KEPEMIMPINAN baru Suriah membuat langkah yang mengejutkan. Presiden Ahmed al-Sharaa telah mengindikasikan kesediaan untuk mempertimbangkan normalisasi hubungan dengan Israel. Ini adalah sebuah perubahan signifikan dari posisi Damaskus yang sudah berlangsung lama, seperti dilaporkan Al-Monitor.
Keterbukaan ini muncul di tengah perubahan besar di kawasan, termasuk melemahnya pengaruh Iran, tekanan terhadap proksi-proksi Iran seperti Hizbullah, dan akibat dari perang saudara Suriah, yang telah membuat Suriah hancur secara ekonomi dan terisolasi secara diplomatik.
Tantangan Suriah Pasca-Assad
Middle East Eye melaporkan bahwa sejak jatuhnya Assad, Suriah telah mengalami serangan udara Israel yang sering terjadi. Perdana Menteri Israel Benjamin Netanyahu juga telah mengerahkan pasukan untuk menduduki wilayah pegunungan di barat daya Suriah, yang memberi Israel sudut pandang strategis di dekat Damaskus.
Baca berita dengan sedikit iklan, klik di sini
Pendudukan Israel ini merupakan salah satu dari beberapa masalah mendesak yang dihadapi Sharaa. Perekonomian Suriah hancur, dengan kemiskinan yang meluas dan biaya rekonstruksi dari perang saudara yang diperkirakan mencapai $400 miliar.
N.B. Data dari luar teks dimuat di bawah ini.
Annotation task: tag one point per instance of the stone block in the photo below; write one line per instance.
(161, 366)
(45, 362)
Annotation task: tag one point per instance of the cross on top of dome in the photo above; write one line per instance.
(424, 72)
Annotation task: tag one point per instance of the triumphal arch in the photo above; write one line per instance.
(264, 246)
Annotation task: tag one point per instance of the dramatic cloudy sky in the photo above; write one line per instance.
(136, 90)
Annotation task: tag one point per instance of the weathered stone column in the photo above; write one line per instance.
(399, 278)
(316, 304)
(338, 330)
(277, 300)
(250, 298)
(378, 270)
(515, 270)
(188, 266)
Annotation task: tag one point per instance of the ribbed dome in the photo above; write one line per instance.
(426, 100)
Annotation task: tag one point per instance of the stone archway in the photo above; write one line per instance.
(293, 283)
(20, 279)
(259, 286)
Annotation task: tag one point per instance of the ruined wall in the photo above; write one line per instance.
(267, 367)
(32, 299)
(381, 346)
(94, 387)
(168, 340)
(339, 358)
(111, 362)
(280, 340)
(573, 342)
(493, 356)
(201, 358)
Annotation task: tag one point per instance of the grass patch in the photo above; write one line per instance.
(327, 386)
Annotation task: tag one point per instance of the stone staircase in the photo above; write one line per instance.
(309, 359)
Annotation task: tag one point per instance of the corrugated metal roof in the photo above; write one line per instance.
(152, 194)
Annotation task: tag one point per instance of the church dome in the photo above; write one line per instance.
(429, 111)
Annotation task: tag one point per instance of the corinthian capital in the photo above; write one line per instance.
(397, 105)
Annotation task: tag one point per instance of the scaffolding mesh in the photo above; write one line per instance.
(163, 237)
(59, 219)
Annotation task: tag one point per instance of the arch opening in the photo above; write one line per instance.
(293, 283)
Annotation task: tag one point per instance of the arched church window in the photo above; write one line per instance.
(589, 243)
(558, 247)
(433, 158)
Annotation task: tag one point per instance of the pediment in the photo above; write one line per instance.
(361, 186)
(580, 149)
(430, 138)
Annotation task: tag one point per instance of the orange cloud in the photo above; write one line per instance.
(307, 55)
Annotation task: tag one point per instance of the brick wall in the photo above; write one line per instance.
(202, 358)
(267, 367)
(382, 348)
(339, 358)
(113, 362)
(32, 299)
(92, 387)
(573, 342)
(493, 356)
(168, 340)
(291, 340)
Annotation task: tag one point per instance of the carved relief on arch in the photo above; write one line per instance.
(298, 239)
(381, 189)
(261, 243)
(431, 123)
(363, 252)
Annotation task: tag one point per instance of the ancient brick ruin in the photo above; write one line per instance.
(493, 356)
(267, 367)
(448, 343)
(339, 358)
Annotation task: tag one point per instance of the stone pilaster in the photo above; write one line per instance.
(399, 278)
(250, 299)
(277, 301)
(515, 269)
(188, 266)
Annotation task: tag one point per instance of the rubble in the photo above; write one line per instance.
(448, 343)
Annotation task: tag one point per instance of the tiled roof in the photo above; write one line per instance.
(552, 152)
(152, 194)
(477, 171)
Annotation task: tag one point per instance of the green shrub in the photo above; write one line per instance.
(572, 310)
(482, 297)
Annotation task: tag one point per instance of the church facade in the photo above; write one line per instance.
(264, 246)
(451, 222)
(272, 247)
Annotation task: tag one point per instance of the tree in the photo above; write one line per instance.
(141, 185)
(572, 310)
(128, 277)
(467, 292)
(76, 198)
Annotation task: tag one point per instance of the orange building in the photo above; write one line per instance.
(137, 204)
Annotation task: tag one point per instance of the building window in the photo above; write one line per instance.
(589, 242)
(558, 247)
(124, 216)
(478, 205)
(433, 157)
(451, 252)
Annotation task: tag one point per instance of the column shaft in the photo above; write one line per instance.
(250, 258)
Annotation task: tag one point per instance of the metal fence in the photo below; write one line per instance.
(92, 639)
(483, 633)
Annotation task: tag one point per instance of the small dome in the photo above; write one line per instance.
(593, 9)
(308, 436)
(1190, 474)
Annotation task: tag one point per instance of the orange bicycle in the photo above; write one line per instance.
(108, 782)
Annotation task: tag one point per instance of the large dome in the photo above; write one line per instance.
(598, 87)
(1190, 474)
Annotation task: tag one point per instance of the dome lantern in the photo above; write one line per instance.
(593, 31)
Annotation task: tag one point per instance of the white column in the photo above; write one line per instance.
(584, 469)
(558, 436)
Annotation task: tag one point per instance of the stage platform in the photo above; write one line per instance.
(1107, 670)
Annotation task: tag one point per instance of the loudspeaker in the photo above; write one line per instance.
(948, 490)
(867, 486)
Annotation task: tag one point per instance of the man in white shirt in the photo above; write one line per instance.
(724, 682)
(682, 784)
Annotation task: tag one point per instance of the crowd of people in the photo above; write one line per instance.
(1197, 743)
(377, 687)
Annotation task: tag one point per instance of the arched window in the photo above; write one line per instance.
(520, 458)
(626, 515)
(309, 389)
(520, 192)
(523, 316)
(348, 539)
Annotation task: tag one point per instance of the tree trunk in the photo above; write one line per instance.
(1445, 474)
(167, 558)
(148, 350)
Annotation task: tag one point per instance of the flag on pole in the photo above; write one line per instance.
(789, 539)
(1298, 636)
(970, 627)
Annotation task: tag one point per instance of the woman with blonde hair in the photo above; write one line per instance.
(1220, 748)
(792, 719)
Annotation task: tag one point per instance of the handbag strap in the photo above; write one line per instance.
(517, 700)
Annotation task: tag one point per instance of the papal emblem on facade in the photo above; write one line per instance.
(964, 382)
Sanksi-sanksi AS dan Eropa, yang diberlakukan sebagai tanggapan atas tindakan brutal Assad terhadap protes, sebagian besar masih berlaku. Sanksi-sanksi ini telah menjadi hambatan utama, menghalangi investasi asing, terutama dari negara-negara Teluk dan Turki, yang diharapkan dapat memainkan peran utama dalam upaya pembangunan kembali Suriah. Beberapa sanksi, seperti penetapan Suriah sebagai negara sponsor terorisme, telah diberlakukan sejak tahun 1979.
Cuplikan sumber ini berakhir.